Experiences of Burnout, Exhaustion, Stress
Burnout comes from workplace stress that is out of control. It can result in low energy, feeling negatively toward one’s job, or a reduction in how effective a person works.
It’s possible for a person who is tokenized to experience burnout, exhaustion, and stress. The authors of an August 2022 article found that professionals working in the area of diversity and inclusion associated burnout with:
- Tokenism experiences
- Lack of clear job duties and support from managers
- Conflicting job responsibilities
Some people might be chosen to educate others about their specific identities. For example, a transgender employee might be expected to lead sensitivity training or be the go-to person for everything relating to transgender issues—even if they don’t want to.

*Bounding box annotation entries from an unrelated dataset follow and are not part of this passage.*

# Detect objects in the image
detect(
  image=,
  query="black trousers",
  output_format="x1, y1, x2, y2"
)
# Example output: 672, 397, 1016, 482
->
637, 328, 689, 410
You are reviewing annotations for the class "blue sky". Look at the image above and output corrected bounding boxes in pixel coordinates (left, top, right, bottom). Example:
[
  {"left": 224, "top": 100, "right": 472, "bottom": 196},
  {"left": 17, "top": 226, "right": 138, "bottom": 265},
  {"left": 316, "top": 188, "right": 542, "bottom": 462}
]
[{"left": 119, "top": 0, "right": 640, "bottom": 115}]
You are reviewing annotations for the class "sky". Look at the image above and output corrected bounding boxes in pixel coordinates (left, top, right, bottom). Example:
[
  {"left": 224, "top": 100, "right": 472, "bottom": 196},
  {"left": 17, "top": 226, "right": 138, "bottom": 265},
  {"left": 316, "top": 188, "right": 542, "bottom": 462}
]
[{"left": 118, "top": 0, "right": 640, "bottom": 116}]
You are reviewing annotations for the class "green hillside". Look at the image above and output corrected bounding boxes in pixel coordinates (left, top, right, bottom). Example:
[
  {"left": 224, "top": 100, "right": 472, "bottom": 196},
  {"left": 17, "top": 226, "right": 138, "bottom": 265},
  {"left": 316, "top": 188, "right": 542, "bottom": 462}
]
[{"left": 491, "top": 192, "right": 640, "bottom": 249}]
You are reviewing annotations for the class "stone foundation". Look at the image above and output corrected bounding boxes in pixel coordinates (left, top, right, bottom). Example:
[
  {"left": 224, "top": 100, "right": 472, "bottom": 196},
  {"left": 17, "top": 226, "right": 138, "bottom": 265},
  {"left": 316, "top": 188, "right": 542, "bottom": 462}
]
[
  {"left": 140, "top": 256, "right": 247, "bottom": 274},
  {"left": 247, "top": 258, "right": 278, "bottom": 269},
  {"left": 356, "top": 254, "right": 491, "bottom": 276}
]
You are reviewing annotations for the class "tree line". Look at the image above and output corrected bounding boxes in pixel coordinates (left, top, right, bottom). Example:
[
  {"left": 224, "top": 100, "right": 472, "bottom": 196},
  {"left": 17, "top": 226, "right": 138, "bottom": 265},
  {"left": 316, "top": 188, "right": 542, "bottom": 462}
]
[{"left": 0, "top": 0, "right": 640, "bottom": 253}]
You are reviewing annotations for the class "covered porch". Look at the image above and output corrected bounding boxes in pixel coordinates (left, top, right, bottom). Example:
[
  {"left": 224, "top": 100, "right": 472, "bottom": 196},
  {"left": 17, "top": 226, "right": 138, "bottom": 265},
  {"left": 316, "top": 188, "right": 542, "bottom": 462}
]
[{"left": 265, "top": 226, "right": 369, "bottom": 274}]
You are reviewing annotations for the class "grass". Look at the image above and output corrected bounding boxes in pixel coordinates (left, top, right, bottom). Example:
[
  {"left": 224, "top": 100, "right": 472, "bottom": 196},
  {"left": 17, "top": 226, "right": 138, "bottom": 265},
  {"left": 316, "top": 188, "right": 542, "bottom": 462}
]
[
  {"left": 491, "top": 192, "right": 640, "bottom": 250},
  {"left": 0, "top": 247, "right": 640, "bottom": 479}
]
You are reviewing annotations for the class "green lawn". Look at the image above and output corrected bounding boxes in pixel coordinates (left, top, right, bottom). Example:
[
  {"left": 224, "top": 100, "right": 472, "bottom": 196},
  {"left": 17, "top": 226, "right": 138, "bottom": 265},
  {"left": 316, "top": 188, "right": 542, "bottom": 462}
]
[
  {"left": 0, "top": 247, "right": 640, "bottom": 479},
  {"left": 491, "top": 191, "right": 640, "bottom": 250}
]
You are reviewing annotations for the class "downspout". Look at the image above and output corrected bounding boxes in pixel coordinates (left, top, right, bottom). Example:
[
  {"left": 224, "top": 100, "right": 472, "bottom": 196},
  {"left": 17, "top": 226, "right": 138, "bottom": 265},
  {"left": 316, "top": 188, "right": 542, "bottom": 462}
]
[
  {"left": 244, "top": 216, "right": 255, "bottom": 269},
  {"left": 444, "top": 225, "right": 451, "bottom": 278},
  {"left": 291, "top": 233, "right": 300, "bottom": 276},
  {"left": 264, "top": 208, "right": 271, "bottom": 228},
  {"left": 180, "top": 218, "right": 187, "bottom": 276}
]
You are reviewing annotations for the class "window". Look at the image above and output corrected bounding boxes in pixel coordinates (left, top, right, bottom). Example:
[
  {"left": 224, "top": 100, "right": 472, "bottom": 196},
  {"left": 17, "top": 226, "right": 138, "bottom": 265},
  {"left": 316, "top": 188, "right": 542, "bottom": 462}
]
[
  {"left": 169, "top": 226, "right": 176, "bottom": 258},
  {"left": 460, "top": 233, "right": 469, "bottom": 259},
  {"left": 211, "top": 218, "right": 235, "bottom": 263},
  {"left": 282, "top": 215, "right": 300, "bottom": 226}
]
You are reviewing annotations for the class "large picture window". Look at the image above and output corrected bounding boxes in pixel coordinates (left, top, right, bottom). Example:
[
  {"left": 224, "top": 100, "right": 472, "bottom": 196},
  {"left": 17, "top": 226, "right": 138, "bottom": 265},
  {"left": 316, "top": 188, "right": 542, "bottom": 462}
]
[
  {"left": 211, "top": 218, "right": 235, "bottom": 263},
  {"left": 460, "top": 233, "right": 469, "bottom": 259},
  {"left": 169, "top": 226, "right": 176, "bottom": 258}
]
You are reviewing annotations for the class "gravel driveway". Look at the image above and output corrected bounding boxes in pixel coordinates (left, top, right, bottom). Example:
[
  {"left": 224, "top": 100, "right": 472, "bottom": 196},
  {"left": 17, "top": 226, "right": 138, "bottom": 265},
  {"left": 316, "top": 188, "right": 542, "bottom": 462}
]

You might be asked to take over everything that needs to be translated if being bilingual is part of your identity. “Another more subtle example is the entire meeting room looking at you when [race or gender] arises and expecting you to be the expert on diversity issues,” Eckler said.
If true inclusion includes recognizing and respecting people’s backgrounds, experiences, and identities as oppressed individuals, tokenism is erasing the full complexity of those identities.
“You are a walking, talking billboard for whatever marginalized group you have been propped up to represent,” Martinez said. “You may feel worried and preoccupied to always be on your best behavior as the model for your minority group and make sure you don’t propagate any stereotypes intentionally or unintentionally.”
The Need To Be on Guard
Overall, tokenism can leave individuals to fend for themselves. “You are always on guard and hypervigilant to possible microaggressions or violence,” Martinez added. “You may get the impression that nobody fully understands who you are and, moreover, isn’t trying to.”
Tokenism is a practice where people from minority groups are chosen to help a larger group appear diverse. However, this practice is not healthy for individuals who experience it or helpful for those who do it. Therefore, it’s important to understand what tokenism is and how to avoid it.